Forbes reports that there is a potential deal in which a South Korean sovereign fund would invest in the Los Angeles Dodgers. The twenty percent investment values the Dodger assets at $3 billion  according to two sources with knowledge of the negotiation said Forbes.

Three years ago Guggenheim Baseball Management bought the Dodgers from the divorcing McCourts. That deal placed a value of $2 billion on the team and Dodger Stadium, and a value of $2.3 billion including 260 acres of surrounding real estate. The current negotiations with the South Korean investors is for about 20% of the team and stadium but does not include the nearby real estate or the regional sports channel created by by the Dodgers and Time Warner.  The deal the Dodgers have with the Dodger network pays the team a total of $8.35 billion over 25 years with the money guaranteed by Time Warner Cable.

The Cubs have also sold a minority stake in the holding company for the Cubs assets, including Wrigley Field and real estate developments.  It was reported the Cubs needed to raise $350 million to complete the real estate projects, including the rehab of Wrigley Field.

But this does show a weakness in the baseball business model. A successful, large positive cash flow business that baseball is touted as does not suddenly have two of its big market teams selling off large chunks of ownership (abet minority stakes) if everything is going great.  There would be no need to find investors.

But in the Dodgers case, their network roll out was a disaster. TW tried to extract too high carriage fees with other California cable and sat-tv systems so 75 percent of the Dodger viewers were without broadcasts last season. Suddenly, the new network cash cow looks like a diseased beast of burden.

Other teams, like the Angels, have huge dead money contracts on their books which have choked this off season's roster rebuilding.  The Mets are still on financial thin ice after the Madoff scandal.
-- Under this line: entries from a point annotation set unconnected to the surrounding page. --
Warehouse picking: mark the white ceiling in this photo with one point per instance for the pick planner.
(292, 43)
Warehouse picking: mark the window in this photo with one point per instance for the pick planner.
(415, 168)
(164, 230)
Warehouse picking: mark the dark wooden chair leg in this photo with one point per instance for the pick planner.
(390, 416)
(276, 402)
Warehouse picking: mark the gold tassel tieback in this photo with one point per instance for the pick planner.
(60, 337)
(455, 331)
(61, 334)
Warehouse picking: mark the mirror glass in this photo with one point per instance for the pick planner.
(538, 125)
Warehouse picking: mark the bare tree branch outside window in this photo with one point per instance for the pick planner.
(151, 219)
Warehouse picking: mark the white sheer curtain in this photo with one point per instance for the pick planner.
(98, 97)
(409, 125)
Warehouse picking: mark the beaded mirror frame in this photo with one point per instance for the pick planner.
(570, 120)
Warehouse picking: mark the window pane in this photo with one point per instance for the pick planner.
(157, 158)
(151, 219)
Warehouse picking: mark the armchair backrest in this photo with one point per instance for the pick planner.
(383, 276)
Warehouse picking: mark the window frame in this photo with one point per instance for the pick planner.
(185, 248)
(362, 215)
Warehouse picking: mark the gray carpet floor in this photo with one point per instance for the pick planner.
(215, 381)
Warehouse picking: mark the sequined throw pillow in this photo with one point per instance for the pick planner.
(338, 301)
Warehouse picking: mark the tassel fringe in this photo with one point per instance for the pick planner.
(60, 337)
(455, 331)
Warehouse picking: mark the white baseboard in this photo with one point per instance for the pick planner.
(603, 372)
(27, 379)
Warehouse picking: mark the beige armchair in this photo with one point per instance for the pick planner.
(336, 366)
Mets owners have tried to sell a minority stake for several years but don't want to give up control.

Former commissioner Bud Selig used to crow about how great and profitable baseball was under his tenure. But that tide may be turning faster than we think.

March 12, 2015


Comedian Wil Ferrell is going to fly around spring training camps in an attempt to play all 9 positions in actual games. MLB has partnered with Ferrell for one of his comedy specials, under the guise of raising awareness for a charity.

This is a horrible idea that even Bill Veeck would have condemned.

Veeck always said you never tarnish the game itself. That is why he never
altered ticket prices to the game, but added value in the stands with giveaways,
promotions, the CF barber chairs - - -  nothing that affected the game on the field.

The one exception was the disaster of Disco Demolition Night, which he regretted
for the rest of his life.

Putting a comedian on the field even in exhibition games is stupid and wrong.

First, he is taking the spot of someone TRYING TO EARN A JOB, a living, a
roster spot!  

Second, he is not an athlete and putting some one incompetent on the field
raises the risk of injury to others. He may try to hog the limelight as entertainers
do and run into a player causing an injury.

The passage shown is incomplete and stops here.